George, in many ways, was as tragic figure as was one of his favorite hirings ever was… Mr. Billy Martin. Each contributed to the game in ways that were damn good, yet, each diminished the good that they contributed by sometimes playing the ass because of their demons that raged within their psyches.
I am not a fan of George Steinbrenner, or, the Steinbrenner family to be honest with you. I never like owners of clubs to buy high priced talent in order to win championships. What is funny about it, is the guys that really contributed the most for the Yankees in the years past, have been home grown talent… Jeter, who is probably in the conversation for top 5 Yankee of all time… Rivera who is easily the best closer in the game.
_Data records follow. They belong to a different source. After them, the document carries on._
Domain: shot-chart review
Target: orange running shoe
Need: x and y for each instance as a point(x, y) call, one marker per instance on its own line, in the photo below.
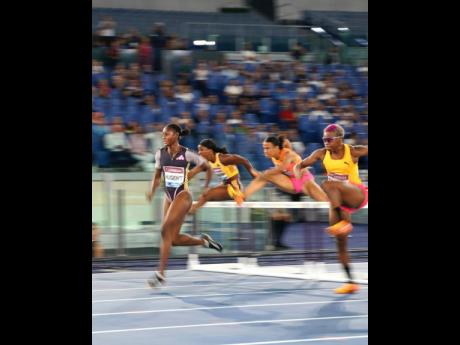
point(239, 198)
point(347, 288)
point(341, 228)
Those two names are significant to the Yankees, not like guys like A-Rod whom they grossly overpaid for, and, look where that got them. You talk about regrets on a player?
I admire owners who can take a baseball team, develop them, and win championships. Not throw their money around like their shit don’t stink. Despite my personal thoughts on George Steinbrenner, his name will go down as someone you will always remember in baseball, and his outragious personality is probably second to none in all of Baseball. He is by far the most well known owner in all of sports, and, that will continue for years to come.
4) Seems lately the Boston Red Sox obituary is being written by quite a few of the writers that post, or write, for some online sports site… many are also saying that if Red Sox they don’t pull the trigger on a deal for at least one decent pitcher then stick a fork in them because they are done…
What’s your opinion on the state of the Boston American League Baseball Company… aka the Red Sox… and their chances to make the playoffs in 2015?
However, I really do not see them making the playoffs given their current state of affairs, and, for the first time in quite awhile they MAY be sellers here in a couple of weeks.
Dan: Right now, the Red Sox need some help. They’re faltering and it’s not looking good. They’re 9 games back in the AL East at 42-51, are 4-6 in their last 10 games and have just lost 5 straight. They need to turn it around to have a chance but I give them a 20% chance at making the playoffs. It’s not looking good for them. They need to get really hot in August and September to get a chance at the playoffs. If they don’t heat up soon, they won’t make it.
A trade or two for some ace pitching would help, no doubt, but, I’m not prepared to call off this season for the Red Sox.
As for their future fortunes… I think we have not heard the last from the Red Sox this year no matter how much how much they appear to be behind the eight ball as of this moment. Do I think they will make the playoffs this year? Nope. Do I think there could be surprises before the year is over that allows them to slip into the playoffs through the back door? Yep.
My short answer is it ain’t over until it’s over and I wouldn’t count the Red Sox down and out and write any obits until they are mathematically out of it.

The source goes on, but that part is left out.